After the first climb, the orientation is to wait three seconds before descending again and controlling the downward movement of the leg. The execution of each of the repetitions must also be done very slowly.

If in performing this type of series, you realize that the load is too high, do not be shy and decrease your weight.

8. Squatting with weight and leg press

In the area of ​​bodybuilding, perhaps the most important knee strengthening exercises are squats and leg presses. The recommendation for those who still need to make the joint stronger is to start by doing the exercises forming a 90º angle with the leg.

As time passes and the practitioner has already gained in strength, he can also increase his movement, so that the knee joint and the thigh.

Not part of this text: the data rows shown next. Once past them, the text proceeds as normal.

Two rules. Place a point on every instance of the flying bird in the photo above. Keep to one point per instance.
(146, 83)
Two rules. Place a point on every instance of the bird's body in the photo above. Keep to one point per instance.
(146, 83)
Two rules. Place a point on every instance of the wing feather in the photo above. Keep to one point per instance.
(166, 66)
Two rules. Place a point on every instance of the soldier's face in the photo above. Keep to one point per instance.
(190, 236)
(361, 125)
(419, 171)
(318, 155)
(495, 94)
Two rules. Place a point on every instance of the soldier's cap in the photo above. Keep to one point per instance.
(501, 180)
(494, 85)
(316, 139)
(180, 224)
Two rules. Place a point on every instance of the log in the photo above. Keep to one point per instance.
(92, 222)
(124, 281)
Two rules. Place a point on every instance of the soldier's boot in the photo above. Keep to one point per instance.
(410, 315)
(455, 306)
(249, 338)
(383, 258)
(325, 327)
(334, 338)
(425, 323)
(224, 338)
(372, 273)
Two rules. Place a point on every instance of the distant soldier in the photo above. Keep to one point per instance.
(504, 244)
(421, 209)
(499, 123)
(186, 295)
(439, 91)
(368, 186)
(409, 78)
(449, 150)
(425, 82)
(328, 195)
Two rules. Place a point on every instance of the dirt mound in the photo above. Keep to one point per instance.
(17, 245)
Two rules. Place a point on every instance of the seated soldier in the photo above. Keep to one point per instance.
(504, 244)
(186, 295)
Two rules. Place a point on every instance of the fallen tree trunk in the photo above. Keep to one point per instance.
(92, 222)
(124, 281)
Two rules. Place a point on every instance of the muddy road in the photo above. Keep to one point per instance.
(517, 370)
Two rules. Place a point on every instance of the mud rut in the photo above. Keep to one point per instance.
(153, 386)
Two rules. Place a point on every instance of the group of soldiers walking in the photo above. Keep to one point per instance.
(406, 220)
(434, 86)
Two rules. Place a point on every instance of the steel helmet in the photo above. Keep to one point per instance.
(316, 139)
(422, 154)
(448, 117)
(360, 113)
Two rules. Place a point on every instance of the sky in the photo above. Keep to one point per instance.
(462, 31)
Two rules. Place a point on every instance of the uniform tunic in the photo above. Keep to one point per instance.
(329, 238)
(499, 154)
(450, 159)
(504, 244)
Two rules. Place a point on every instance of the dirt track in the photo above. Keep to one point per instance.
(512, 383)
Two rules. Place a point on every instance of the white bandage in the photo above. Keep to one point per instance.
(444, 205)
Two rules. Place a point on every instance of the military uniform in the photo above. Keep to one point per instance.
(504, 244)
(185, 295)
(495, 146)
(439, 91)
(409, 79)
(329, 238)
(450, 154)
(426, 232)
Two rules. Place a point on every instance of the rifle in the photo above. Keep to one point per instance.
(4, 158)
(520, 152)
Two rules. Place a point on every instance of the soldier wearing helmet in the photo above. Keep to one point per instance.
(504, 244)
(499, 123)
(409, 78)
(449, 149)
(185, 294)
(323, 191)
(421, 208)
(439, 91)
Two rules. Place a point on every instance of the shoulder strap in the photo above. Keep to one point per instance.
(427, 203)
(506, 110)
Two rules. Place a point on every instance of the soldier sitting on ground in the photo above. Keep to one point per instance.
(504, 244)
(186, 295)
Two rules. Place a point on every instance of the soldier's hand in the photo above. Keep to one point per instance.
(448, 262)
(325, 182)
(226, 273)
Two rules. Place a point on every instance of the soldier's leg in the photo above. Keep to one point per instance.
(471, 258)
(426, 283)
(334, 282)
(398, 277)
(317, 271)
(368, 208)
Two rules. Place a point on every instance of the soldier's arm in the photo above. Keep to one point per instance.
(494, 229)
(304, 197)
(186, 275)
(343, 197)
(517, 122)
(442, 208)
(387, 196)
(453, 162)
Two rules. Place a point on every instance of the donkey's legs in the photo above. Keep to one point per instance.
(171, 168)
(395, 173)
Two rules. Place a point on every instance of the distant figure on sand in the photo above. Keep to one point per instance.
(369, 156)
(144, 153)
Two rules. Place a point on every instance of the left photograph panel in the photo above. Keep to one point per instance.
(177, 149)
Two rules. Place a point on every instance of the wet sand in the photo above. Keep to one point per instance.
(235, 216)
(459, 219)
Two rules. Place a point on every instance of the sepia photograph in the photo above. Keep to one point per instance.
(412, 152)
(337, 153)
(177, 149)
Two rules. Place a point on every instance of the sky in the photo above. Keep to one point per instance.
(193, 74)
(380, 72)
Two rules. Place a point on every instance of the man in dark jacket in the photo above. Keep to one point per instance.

Another recommendation is to not forget to work the posterior region of the thigh so as not to create an imbalance in the joint, something that can cause pain and injury in the future.

Care and recommendations

Before choosing a series or exercise program to strengthen your knee, be sure to make an appointment to check your health. First, because this will identify whether the weakness you feel in the joint is due to lack of physical activity or some other problem or disease.

And the doctor can also tell you what type of exercise you should do, the frequency and intensity that you support and are allowed to follow.

Another professional that you should not leave aside is the physical trainer, regardless of whether you choose to work out at home or at the gym. It will guide you in relation to the correct handling techniques and will assist you in setting up the program, taking into view the number of sets and repetitions so that you are less likely to be injured during Exercises.

This is important because when you try to do everything yourself, not knowing the right way and intensity, you run the risk of hurting or overloading your knees. Thus, instead of strengthening them, it will end up injuring them and leaving them even weaker.

And if during any exercise you feel any pain or realize that you have hurt yourself, do not take your personal trainer and go to the doctor as soon as problem.